Search code examples
pythonpython-3.xgoogle-apiyoutube-data-apigoogle-api-python-client

Get List of Videos that Only Have Subtitles Youtube API


I have a python code that could search videos using Youtube API.
My output goal is to retrieve videos that have subtitles/CC only, just like search filter on Youtube Web.
enter image description here

My current code:

videos = []
def get_videos_by_query(query: str, maxResults: int = 50, pageToken: str = None):
    youtube = build(YOUTUBE_API_SERVICE_NAME,
              YOUTUBE_API_VERSION,
              developerKey=DEVELOPER_KEY)
    try:
        search_response = youtube.search().list(
            part="id,snippet",
            order='date',
            maxResults=maxResults,
            pageToken=pageToken,
            q=query
            ).execute()

        for search_result in search_response.get("items", []):
            if search_result["id"]["kind"] == "youtube#video":
                videoId = search_result["id"]["videoId"]
                data = videoId
                videos.append(data)

    except Exception as e:
        print(e)

How can I achieve that?


Solution

  • According to the docs of Search.list API endpoint, for to achieve the desired filtering on the result set obtained, you should use the following parameter:

    videoCaption (string)

    The videoCaption parameter indicates whether the API should filter video search results based on whether they have captions. If you specify a value for this parameter, you must also set the type parameter's value to video.

    Acceptable values are:

    • any – Do not filter results based on caption availability.
    • closedCaption – Only include videos that have captions.
    • none – Only include videos that do not have captions.

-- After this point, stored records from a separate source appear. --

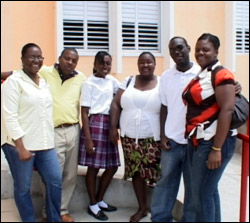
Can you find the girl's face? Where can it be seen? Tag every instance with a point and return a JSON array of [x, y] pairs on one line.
[[32, 60], [205, 53], [146, 65], [103, 69]]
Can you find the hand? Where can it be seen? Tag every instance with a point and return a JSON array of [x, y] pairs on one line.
[[238, 87], [114, 136], [214, 159], [25, 155]]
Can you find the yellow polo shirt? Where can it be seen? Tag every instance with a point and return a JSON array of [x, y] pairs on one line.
[[65, 95]]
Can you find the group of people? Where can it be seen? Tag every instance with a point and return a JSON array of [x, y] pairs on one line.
[[170, 125]]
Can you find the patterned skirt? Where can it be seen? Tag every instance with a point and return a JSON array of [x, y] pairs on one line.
[[106, 154], [143, 158]]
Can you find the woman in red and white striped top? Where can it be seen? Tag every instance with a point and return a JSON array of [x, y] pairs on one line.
[[211, 142]]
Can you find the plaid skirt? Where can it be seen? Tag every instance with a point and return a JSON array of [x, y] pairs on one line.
[[106, 154], [143, 157]]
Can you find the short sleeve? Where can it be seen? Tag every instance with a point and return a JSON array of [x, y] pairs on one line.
[[223, 77], [123, 84], [116, 84]]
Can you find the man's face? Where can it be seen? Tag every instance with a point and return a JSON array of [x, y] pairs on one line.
[[68, 62], [179, 51]]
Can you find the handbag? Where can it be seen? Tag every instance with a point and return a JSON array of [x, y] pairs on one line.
[[241, 107]]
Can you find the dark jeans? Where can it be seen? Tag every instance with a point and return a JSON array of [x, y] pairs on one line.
[[46, 163], [205, 181]]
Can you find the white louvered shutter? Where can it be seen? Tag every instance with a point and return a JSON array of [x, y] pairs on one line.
[[242, 27], [140, 25], [85, 25]]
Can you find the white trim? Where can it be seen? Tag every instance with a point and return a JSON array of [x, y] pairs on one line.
[[59, 29], [115, 35], [167, 32], [230, 52]]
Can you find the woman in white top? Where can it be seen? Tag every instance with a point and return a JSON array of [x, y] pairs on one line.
[[137, 104], [29, 137], [96, 151]]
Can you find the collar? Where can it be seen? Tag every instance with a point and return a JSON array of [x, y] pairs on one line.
[[56, 66]]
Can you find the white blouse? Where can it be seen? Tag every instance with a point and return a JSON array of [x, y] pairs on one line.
[[97, 93], [140, 116], [27, 112]]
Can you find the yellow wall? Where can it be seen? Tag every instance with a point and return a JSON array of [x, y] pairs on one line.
[[35, 21], [193, 18], [23, 22]]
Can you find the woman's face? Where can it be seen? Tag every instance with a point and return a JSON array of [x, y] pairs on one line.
[[103, 69], [146, 65], [32, 60], [205, 53]]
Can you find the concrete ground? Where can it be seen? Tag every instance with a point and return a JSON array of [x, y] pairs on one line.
[[229, 190]]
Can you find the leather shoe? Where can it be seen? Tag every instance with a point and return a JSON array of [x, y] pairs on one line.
[[100, 215], [67, 218], [109, 208]]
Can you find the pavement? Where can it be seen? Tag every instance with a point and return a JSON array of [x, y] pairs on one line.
[[229, 192]]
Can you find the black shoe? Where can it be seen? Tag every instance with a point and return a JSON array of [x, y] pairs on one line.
[[109, 208], [100, 215]]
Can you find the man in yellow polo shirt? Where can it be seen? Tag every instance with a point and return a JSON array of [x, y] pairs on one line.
[[65, 85]]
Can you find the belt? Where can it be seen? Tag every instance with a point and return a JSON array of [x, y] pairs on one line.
[[66, 125]]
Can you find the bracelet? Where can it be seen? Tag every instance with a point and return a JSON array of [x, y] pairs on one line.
[[216, 148]]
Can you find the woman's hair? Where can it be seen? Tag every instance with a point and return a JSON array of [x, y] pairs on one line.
[[211, 38], [143, 53], [69, 49], [178, 37], [27, 46], [99, 58]]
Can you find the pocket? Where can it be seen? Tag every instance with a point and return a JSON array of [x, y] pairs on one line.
[[229, 146]]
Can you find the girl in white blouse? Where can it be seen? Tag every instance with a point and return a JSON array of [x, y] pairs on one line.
[[138, 107], [96, 151]]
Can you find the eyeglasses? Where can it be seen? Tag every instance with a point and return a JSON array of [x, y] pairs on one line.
[[33, 58]]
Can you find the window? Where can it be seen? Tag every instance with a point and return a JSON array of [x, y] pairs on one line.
[[242, 26], [85, 25], [140, 25]]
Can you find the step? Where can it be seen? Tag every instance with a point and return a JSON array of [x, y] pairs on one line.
[[120, 192]]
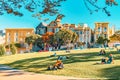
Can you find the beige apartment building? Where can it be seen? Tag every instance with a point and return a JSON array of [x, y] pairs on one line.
[[17, 34]]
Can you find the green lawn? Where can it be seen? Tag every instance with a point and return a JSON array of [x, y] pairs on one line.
[[80, 64]]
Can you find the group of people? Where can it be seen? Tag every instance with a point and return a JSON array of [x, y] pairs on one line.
[[58, 64], [107, 60]]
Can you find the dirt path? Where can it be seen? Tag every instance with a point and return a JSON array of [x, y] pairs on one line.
[[7, 73]]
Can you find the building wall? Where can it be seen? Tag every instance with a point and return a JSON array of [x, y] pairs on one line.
[[101, 28], [17, 34]]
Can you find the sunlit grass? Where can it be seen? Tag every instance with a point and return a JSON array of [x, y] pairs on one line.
[[80, 64]]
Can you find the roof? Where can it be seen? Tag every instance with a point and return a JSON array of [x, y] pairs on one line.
[[17, 28], [101, 22], [42, 25]]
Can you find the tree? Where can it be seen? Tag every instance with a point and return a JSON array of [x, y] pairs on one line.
[[44, 6], [94, 3], [13, 49], [2, 50], [116, 36]]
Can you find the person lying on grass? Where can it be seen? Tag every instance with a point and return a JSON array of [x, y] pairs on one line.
[[108, 60], [102, 52], [57, 65], [53, 55], [62, 57]]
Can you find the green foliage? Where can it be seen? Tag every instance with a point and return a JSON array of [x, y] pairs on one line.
[[116, 36], [13, 49], [102, 40], [2, 50]]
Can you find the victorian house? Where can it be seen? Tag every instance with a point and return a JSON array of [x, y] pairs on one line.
[[102, 28], [84, 33], [41, 29], [55, 25]]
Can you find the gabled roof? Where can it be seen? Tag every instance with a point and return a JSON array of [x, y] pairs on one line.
[[42, 25]]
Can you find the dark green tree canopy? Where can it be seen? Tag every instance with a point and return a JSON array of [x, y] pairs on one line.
[[50, 7], [45, 6]]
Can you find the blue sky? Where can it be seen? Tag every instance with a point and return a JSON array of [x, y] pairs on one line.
[[75, 12]]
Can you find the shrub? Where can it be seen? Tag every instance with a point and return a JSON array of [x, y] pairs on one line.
[[13, 49], [2, 50]]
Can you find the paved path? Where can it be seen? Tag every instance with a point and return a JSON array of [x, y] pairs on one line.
[[7, 73]]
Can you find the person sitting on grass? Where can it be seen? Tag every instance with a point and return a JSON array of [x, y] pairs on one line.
[[62, 57], [53, 55], [102, 52], [58, 65], [108, 60]]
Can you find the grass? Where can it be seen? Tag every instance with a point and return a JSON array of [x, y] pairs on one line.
[[80, 64]]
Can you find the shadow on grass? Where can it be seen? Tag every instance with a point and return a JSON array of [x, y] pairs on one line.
[[40, 64], [111, 72]]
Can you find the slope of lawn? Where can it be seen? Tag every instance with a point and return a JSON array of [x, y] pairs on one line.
[[81, 63]]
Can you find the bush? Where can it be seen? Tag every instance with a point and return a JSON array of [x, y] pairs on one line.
[[2, 50], [13, 49]]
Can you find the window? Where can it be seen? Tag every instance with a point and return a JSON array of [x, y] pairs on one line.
[[56, 30], [42, 31], [105, 35], [50, 30], [80, 32], [105, 29], [15, 36]]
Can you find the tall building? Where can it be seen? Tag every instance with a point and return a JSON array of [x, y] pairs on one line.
[[84, 33], [17, 34], [55, 25], [101, 28]]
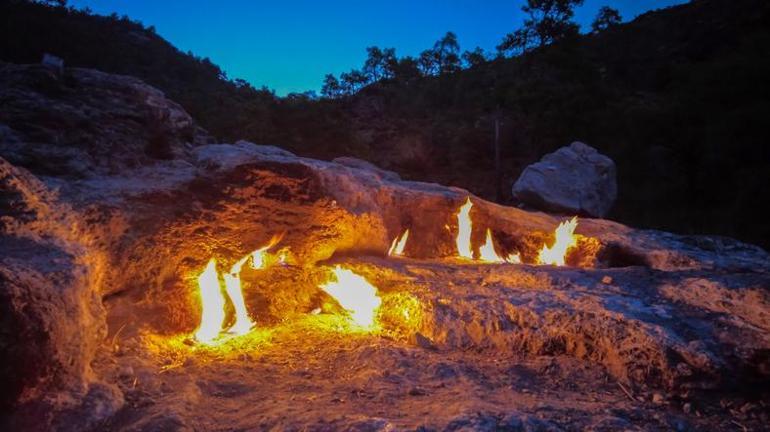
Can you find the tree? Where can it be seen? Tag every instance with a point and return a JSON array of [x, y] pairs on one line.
[[353, 81], [331, 88], [606, 18], [379, 63], [406, 69], [548, 21], [474, 58], [443, 58]]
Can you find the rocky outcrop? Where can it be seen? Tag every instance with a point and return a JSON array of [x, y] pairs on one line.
[[114, 252], [85, 122], [575, 179]]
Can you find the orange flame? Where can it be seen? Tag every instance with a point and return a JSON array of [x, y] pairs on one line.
[[464, 228], [487, 252], [213, 300], [398, 245], [243, 322], [213, 303], [355, 294], [565, 239]]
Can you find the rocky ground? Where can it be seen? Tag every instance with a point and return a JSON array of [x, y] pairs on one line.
[[643, 330]]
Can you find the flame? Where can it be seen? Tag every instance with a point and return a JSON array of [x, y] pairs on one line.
[[565, 239], [514, 258], [464, 228], [243, 322], [355, 294], [487, 251], [398, 245], [258, 256], [213, 303]]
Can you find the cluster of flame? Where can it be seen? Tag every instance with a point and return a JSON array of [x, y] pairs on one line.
[[549, 255], [213, 300], [353, 292]]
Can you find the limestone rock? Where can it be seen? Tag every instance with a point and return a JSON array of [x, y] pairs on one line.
[[576, 179]]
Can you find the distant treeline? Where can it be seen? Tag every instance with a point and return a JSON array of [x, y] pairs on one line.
[[679, 98]]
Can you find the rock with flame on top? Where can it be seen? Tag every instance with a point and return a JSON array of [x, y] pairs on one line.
[[398, 245], [213, 299], [565, 240], [355, 294], [487, 252]]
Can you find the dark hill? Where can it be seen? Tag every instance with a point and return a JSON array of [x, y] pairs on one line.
[[678, 97]]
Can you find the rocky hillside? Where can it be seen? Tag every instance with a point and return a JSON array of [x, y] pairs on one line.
[[677, 98], [105, 232]]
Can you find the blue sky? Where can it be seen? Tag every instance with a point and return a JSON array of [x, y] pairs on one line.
[[290, 45]]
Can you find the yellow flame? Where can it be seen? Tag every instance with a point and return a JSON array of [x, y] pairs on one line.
[[565, 239], [464, 228], [398, 245], [213, 303], [243, 322], [514, 258], [487, 252], [355, 294]]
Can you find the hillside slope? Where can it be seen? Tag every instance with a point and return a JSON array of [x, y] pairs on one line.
[[677, 97]]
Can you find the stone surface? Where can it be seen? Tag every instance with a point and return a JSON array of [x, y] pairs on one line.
[[575, 179], [98, 271]]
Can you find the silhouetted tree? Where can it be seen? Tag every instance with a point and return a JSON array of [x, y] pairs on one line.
[[406, 69], [443, 58], [548, 21], [474, 58], [606, 18], [379, 63], [353, 81], [331, 88]]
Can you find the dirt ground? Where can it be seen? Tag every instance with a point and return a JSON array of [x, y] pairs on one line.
[[314, 372]]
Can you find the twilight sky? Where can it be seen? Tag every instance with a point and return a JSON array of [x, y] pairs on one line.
[[289, 45]]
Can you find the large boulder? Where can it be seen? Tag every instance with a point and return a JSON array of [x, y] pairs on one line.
[[575, 179]]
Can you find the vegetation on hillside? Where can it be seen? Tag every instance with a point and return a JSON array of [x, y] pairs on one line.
[[678, 98]]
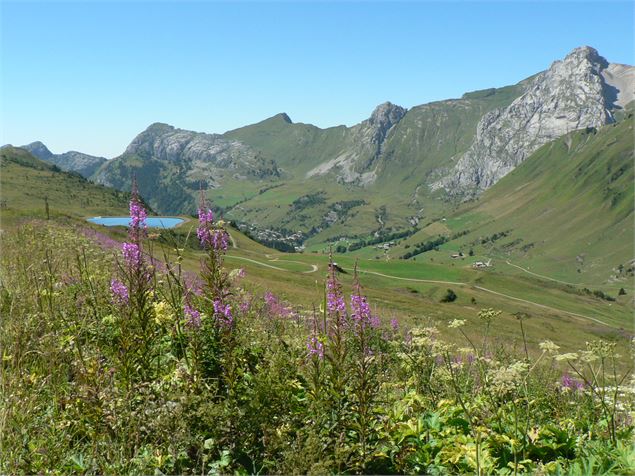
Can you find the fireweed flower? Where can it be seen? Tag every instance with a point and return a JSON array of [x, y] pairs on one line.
[[568, 383], [193, 316], [208, 235], [119, 292], [334, 299], [131, 254], [276, 307], [223, 313], [315, 347], [138, 217]]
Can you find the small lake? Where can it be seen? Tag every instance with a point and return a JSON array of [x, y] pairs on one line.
[[152, 222]]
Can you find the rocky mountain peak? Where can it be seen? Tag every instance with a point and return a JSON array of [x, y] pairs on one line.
[[285, 117], [39, 150], [383, 118], [588, 54], [572, 94]]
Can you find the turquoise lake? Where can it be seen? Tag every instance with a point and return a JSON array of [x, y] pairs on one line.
[[152, 222]]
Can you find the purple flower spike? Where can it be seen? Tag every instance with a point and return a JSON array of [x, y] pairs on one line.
[[223, 313], [193, 316], [119, 292], [315, 347], [131, 254]]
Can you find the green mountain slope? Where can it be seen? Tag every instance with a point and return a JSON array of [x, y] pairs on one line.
[[71, 161], [566, 212], [26, 181]]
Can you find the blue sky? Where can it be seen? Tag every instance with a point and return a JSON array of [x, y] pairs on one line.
[[89, 76]]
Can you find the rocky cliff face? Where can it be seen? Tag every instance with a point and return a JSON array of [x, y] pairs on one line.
[[164, 142], [572, 94], [171, 164], [73, 161], [356, 162]]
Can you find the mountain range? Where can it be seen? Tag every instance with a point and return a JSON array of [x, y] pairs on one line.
[[393, 171]]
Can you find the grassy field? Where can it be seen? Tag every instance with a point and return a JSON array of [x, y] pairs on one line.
[[409, 290]]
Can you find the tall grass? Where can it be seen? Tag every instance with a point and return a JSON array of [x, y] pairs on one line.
[[117, 362]]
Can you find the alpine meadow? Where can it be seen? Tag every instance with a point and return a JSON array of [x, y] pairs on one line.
[[443, 288]]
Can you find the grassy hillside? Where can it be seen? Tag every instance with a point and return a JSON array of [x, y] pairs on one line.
[[566, 212], [26, 182]]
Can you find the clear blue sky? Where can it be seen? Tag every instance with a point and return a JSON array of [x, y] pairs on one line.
[[90, 76]]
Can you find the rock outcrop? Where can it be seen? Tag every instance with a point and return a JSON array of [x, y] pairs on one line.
[[72, 161], [572, 94], [356, 162]]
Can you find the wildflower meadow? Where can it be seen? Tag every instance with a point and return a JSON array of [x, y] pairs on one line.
[[115, 360]]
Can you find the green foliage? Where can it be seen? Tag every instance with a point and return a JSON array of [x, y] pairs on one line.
[[94, 386]]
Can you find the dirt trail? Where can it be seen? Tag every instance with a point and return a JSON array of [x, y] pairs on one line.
[[507, 296]]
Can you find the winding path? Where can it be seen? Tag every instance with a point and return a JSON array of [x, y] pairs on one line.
[[314, 268], [488, 291], [552, 279]]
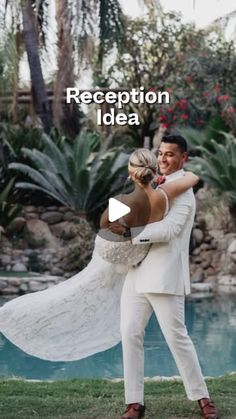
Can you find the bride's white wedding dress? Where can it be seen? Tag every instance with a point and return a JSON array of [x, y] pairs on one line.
[[78, 317]]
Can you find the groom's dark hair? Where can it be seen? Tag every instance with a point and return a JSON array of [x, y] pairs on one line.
[[176, 139]]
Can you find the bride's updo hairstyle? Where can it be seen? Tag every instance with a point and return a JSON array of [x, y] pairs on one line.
[[143, 165]]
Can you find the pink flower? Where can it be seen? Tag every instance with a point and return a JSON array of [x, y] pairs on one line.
[[189, 79], [216, 88], [163, 118], [183, 104], [223, 98], [230, 109], [184, 116]]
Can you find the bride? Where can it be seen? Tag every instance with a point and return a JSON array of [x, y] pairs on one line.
[[80, 316]]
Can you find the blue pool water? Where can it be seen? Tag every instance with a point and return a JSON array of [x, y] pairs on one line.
[[212, 326]]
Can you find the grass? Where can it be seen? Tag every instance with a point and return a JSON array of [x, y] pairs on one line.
[[102, 399]]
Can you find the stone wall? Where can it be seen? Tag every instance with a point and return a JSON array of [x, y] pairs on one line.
[[52, 240]]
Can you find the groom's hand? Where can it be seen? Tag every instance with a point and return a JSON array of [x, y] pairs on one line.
[[117, 228]]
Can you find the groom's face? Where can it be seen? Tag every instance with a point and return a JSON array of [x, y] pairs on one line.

    Consequently, do replace your call to youtube.search().list() above with the following one:

    search_response = youtube.search().list(
            part="id,snippet",
            order='date',
            type='video',
            videoCaption='closedCaption',
            maxResults=maxResults,
            pageToken=pageToken,
            q=query
            ).execute()
    

    Note that by this change, the following piece of code becomes superfluous:

    if search_result["id"]["kind"] == "youtube#video":
    

    This is because, by having type='video' in the invocation of the API endpoint, each item of the result set obtained is necessarily referring to a video.